イギリス用戦車とドイツ用戦車、二両の備える砲塔から放たれた71口径8.8cmの砲弾が空を穿たんとばかりに飛翔し、三重の魔防を軽々本体ごと撃ち抜いた。

 

この一弾で、この戦車という兵器が大砲三発分以上のエネルギーを持っていることは誰の目にも理解できた。

 

「………700万ポンドで、この戦車の技術は買い取らせてもらいます」

 

「750万ポンド。マルクで支払うことになるが、もう持ち帰っても構わないかね?」

 

明らかな見栄の張り合いをドイツが制し、小モルトケは再び発射後の戦車へと触れ、親しむ。

 

本当に、彼はドイツ人らしすぎるほどにらしかった。

 

「では、その値で技術ごと売らせていただきます。

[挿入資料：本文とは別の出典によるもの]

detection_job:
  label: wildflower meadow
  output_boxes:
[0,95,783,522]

何か不具合があったならば、いつでもリヴァプール郊外の工廠へ電話を」

 

手際よく契約書にサインをし、握手を交わす。

 

巧みに隠してはいる物の、グローリア妃からは加賀さんですらわかる程の警戒の視線をいただき、小モルトケからは子供のような気持ちの高ぶりをいただいた商談は、終わった。

 

後は日本に帰るだけである。

 

「毛利中将」

 

「はい」

 

「この戦車に、名はあるのかね?」

 

契約書にサインを済ませた後も熱心に使用書と取扱説明書を読みふけっていた小モルトケが、相変わらず未知に触れた喜びをむき出しにしてそう問うた。

 

「一応はあります。ですが、命名は参謀長閣下に任せたいと思うのですが―――」

 

「願ってもないことだ」

 

一瞬の躊躇いもなく、承諾が来る。

まだまだ興奮醒めぬ様子で、ヘルムート・ヨハン・ルートヴィヒ・フォン・モルトケ参謀長は、口を開いた。

 

「ティーガーⅠと言うのは、どうだろうか」

 

強固な装甲と、射程の長い大威力の砲。

 

「素晴らしい物だと思います」

 

無機質ながら運動性と合理性に満ち溢れた美しい車体は、まさに虎の名に相応しかった。

 

―――さて、商談は済んだ。資金は充分に確保したし、陸軍からの要請も得た。

 

(完成形を、作るかね)

 

設計図は、頭の中に。

夕張と明石が居れば、三日でパーツの土台となる型というべき物は作り終えるだろう。

 

さあ、始めるか。

 

今まで何種か作りながらも、量産してこなかった日本用戦車。

試金石を経て、それが現実の物となろうとしていた。